The Iraq judiciary has made great strides in its capacity and independence since the fall of the Saddam regime, as demonstrated by brave and politically unpopular decisions made in the name of fair and impartial adjudication. In 2008 the Iraq Supreme Court vacated the Council of Representative’s decision to strip a parliamentarian’s immunity so he could be prosecuted for traveling to Israel. In so doing the court held that a 1950’s law making travel to Israel illegal violated the Constitution’s freedom of movement. In 2009 the Supreme Court overturned the de-baathification (and subsequent disqualification from office) of the President of the Iraqi Bar Association. In its brave and unpopular decision, the Supreme Court determined that de-baathification only applied to public posts and that the Bar Association, as a non-governmental entity, did not qualify. The previously de-baathified individual was allowed to resume his position.
It was hoped that these decisions were indicators of the type of judiciary Iraqi courts were becoming — independent, fair and impartial, and grounded in sound legal reasoning – and gave hope that the judiciary could play a pivotal role in the development of the rule of law in Iraq. Unfortunately, a recent decision involving the March parliamentary elections gives cause for concern.
In the wake of Iraqiyya’s (led by Ayad Allawi) victory over the State of Law Party (led by Prime Minister Maliki) – Iraqiyya won two more seats than State of Law – the Prime Minister has looked to the courts to secure his chances of retaining his post. Article 76 of the Iraq Constitution calls for the President to “charge the nominee of the largest Council of Representatives bloc with the formation of the council of Ministers.” In 2006 there was no uncertainty over the meaning of this provision – the United Iraqi Alliance, a coalition (formed before the election) of Shia parties, had the largest number of seats in Parliament and was charged with forming a government.
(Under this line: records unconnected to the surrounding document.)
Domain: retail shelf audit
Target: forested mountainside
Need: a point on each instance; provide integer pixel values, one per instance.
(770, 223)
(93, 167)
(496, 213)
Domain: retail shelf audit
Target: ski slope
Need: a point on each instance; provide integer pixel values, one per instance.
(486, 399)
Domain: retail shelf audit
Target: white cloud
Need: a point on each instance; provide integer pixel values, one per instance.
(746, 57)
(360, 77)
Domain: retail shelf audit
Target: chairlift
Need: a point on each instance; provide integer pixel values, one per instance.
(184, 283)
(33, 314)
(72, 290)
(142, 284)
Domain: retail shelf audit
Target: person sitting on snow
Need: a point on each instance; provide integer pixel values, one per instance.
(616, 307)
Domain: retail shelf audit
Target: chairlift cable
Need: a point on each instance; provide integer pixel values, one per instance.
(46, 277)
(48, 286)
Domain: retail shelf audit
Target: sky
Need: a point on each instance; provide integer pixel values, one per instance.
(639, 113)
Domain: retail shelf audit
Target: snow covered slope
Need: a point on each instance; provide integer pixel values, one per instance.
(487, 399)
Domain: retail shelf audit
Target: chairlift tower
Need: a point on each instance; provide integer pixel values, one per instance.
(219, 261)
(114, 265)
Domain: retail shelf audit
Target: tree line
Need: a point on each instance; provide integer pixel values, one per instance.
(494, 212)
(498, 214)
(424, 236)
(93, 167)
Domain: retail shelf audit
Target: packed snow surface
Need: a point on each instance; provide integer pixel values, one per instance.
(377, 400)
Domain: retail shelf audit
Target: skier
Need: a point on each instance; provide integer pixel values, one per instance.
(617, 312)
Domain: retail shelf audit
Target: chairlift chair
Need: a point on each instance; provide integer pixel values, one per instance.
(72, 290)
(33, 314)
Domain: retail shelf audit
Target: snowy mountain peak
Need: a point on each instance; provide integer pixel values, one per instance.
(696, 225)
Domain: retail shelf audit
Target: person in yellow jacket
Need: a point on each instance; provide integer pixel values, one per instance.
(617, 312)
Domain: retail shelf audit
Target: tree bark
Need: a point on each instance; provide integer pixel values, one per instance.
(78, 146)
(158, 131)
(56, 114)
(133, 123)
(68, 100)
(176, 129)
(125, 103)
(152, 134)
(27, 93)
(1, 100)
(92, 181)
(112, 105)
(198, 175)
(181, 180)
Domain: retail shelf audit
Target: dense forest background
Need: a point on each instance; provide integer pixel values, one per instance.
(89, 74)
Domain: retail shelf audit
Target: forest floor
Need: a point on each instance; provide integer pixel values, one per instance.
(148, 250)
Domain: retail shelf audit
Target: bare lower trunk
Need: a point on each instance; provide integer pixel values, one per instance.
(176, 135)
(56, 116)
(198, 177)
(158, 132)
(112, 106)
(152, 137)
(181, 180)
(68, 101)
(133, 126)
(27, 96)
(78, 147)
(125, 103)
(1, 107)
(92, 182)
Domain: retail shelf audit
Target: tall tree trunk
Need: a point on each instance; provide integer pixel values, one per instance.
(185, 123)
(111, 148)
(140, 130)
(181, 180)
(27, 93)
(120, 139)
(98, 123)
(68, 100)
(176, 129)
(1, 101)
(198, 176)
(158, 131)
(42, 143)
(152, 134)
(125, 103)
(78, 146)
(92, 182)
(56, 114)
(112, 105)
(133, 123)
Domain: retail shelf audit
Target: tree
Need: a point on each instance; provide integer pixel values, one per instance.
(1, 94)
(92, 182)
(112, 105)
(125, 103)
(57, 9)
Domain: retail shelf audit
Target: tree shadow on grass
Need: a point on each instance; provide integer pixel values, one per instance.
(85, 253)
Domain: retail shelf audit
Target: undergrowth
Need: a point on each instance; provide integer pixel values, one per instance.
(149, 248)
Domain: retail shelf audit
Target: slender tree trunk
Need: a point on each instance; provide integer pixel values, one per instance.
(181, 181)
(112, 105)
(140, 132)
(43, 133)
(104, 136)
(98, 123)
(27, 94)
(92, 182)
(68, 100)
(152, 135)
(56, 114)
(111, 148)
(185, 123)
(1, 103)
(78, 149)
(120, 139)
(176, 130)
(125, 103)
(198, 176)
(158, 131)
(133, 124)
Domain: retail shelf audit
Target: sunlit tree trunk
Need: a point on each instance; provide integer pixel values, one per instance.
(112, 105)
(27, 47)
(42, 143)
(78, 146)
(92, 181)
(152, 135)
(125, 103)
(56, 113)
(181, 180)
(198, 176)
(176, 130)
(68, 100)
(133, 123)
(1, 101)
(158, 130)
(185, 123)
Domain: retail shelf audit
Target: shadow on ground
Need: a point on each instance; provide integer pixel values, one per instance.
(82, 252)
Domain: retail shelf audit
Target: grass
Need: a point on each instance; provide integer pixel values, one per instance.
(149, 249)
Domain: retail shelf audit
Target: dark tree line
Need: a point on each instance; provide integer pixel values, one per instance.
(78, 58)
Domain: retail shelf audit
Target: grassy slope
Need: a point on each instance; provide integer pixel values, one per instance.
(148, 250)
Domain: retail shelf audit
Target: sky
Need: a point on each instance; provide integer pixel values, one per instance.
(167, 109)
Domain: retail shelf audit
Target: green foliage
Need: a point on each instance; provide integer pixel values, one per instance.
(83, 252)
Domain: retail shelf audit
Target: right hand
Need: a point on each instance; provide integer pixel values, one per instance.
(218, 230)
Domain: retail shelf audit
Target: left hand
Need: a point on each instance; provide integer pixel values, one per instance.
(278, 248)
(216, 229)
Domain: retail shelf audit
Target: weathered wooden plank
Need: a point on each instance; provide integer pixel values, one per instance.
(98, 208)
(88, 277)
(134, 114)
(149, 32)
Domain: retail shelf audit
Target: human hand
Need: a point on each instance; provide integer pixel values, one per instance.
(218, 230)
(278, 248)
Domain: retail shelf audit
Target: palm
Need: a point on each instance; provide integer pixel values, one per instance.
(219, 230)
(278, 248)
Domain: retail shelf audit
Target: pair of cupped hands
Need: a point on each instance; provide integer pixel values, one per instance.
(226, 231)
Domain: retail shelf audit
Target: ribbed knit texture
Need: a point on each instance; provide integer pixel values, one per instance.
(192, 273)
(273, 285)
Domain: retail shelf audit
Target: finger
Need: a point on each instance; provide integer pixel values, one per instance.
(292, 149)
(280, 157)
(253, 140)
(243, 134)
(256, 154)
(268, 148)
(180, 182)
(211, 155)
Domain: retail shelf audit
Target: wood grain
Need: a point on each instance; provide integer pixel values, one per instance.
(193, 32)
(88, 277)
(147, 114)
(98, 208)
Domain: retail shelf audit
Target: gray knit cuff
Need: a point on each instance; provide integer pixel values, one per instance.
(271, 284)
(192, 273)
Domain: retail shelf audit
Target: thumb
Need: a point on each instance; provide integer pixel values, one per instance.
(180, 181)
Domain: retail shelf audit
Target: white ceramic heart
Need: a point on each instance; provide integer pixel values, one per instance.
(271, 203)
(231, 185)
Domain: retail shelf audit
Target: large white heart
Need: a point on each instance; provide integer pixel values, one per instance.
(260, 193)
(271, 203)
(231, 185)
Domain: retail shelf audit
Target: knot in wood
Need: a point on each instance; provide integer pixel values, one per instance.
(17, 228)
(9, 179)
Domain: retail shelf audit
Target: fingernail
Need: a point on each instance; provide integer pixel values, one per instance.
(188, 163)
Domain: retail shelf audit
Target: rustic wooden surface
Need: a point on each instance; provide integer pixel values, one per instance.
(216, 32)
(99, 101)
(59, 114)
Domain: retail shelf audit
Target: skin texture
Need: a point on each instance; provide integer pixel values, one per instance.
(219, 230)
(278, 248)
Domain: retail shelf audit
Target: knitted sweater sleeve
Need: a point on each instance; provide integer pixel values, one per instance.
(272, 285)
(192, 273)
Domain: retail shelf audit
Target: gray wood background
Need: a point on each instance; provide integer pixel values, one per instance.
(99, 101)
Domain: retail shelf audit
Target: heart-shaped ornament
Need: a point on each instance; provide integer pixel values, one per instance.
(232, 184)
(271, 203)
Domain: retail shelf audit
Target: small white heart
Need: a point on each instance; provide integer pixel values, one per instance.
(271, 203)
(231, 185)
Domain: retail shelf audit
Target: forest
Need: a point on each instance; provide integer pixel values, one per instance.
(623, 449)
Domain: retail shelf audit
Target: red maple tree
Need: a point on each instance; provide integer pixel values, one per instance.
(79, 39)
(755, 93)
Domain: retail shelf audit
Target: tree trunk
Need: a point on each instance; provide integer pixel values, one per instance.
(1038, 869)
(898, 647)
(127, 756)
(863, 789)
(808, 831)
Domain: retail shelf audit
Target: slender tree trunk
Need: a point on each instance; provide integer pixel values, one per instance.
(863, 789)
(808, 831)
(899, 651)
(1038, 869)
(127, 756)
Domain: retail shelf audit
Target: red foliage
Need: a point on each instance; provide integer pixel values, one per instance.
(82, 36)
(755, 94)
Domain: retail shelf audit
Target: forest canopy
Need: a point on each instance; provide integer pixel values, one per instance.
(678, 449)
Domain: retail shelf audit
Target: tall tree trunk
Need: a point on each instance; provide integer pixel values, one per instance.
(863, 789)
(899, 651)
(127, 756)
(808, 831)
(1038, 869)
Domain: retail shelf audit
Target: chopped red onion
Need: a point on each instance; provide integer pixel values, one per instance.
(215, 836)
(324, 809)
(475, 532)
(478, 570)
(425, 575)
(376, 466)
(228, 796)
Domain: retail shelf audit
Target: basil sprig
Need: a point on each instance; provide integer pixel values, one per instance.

Arguing that the word “bloc” is ambiguous (the Constitution does not specify whether “bloc” refers to pre or post-election groups and the word itself can mean large or small coalitions), Maliki asked the Supreme Court to interpret Article 76 so that “largest Council of Representatives bloc” would be defined in terms of post-election coalitions that come together to form a government — giving Maliki the chance to reach agreement with other parties in order to create the “largest bloc” and therefore first crack at forming a government. In a disappointing reversal of the earlier (and more democratically principled) understanding of Article 76, the Supreme Court adopted Maliki’s reading of Article 76.
The Iraqi judiciary’s development over the past seven years is admirable and should be the envy of most other Arab judiciaries. One might even be tempted to give it a pass given the high stakes surrounding these elections – clearly emerging courts must pick their battles carefully, asserting too much strength and independence too soon could have long-lasting negative consequences. Still, one has to be disappointed with a decision that seems to favor the political establishment over the rule of law.